“Streams in Java 8 – The good, the bad & the ugly”
Speaker: Simon Ritter & Stuart Marks
[Simon has the Twtter handle @speakjava; very cool]
For more blog posts from JavaOne, see the table of contents
Need to think differently. We are used to imperative programming with loops and variables.
Dealing wih exceptions
ugly code – three lines of code and hard to tell what it does
Problems:
- looks like Perl
- returns null (vs Optional or empty string)

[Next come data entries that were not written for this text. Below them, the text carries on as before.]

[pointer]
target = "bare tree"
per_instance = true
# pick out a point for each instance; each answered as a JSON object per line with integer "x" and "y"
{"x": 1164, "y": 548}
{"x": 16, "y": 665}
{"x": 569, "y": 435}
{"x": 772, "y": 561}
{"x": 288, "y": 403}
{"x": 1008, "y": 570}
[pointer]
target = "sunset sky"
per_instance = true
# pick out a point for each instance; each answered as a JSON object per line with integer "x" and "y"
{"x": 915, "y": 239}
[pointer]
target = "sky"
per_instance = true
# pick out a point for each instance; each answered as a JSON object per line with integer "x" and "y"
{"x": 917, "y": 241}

- split is called twice so wasted work
- skipped URLDecoder.decode() because didn’t want to deal with a checked exception – but lost functionality. Problem caused by a missing API in Java so have to use decode.
Better approach:
- use a method with a try/catch block; call that method from the stream
- use Map.entry to simulate a tuple
- Use single char (vs regex) in split. If only pass one character to split, far faster
- split() is overloaded to take a numeric limit to how many are returned
Imperative streams
inside the for each is a print, and if statement and a LongAdder variable (good for frequent writes and infrequent reads)

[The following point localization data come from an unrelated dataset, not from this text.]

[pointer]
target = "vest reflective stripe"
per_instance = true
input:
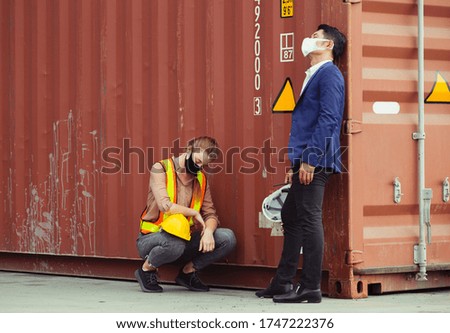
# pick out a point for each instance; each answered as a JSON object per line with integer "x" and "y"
{"x": 171, "y": 185}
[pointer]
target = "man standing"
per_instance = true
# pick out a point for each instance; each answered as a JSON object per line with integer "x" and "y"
{"x": 314, "y": 153}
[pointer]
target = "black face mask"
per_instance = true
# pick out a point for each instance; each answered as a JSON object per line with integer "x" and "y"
{"x": 191, "y": 167}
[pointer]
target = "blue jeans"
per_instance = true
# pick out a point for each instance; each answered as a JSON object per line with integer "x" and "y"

then refactored to use mapToInt, a println and an if statement and a local variable. more complicated and still not functional
then switched to peek and no variabe but still an if statement (well a ternary)
finally switched to use a filter and count instead of sum
still not 100% functional because println is a side effect. ok for debugging
[good showing evolution to get functional]
Problems
- Easy to misuse forEach() because feels familiar. But easily leads to side effects
- Imperative thinking “for each of these I want to..”
- Pause to consider if should use for each
Mixing internal and external iteration
for loop running 12 times and then getting data for each month with filter checking Month.of(x) – doesn’t work because x isn’t effectively final
“solve” effectively final by setting to different interim variable
IntStream.range(0,12).forEach – uses internal iteration but forEach. Marginaly better as don’t need interim variable
Instead return a nested map of Month to Map
Problems
- Going through data.stream() 12 times
- forEach cheat
- array not right data structure; it’s really a map of month to value
Hands on lab question
reduce (“”, (a,b) -> a+b) – works but inefficient because String concatenation
reduce(a,b) -> sb.append(b) – fails because ignores the first letter.
next attempt uses an if statement in reduce
then tried a custom collector. works but more complicated than necessary
Collector.of(StringBuilder::new, StringBuilder::append, StringBuilder::append, StringBuilder::toString
or just use Collectors.joining()
Problems
- If not using a parameter, it is probably wrong
- Side effects
- if stateent version not associative so would fail when run in parallel
Misc
- can’t use same stream multiple times
- method references are slightly more efficient than lambdas because lambda gets added into a method in bytecode. Saves a level of indirection by using method reference. But only slightly
- Calling .sorted() multiple times vs chaining comparing.thenComparing – the later is better [also works because preserves sort :)]
- parallel streams do more work. might or might not complete faster. uses fork-join pool. number of threads defaults to number of CPUs. In Java9, this is # CPUs for container. On Jaa 8, it was for physical machine
- Nested parallel streams is bad idea because using same threads so performance is worse. Can create ForkJoinPool if must. Buyer beware; this is an implementation specific behavior and tied to the profile of the machine you write it for.
My take: Fun start to he morning. I like that they covered common things in an entertaining way and not common things. Something to learn for everyone!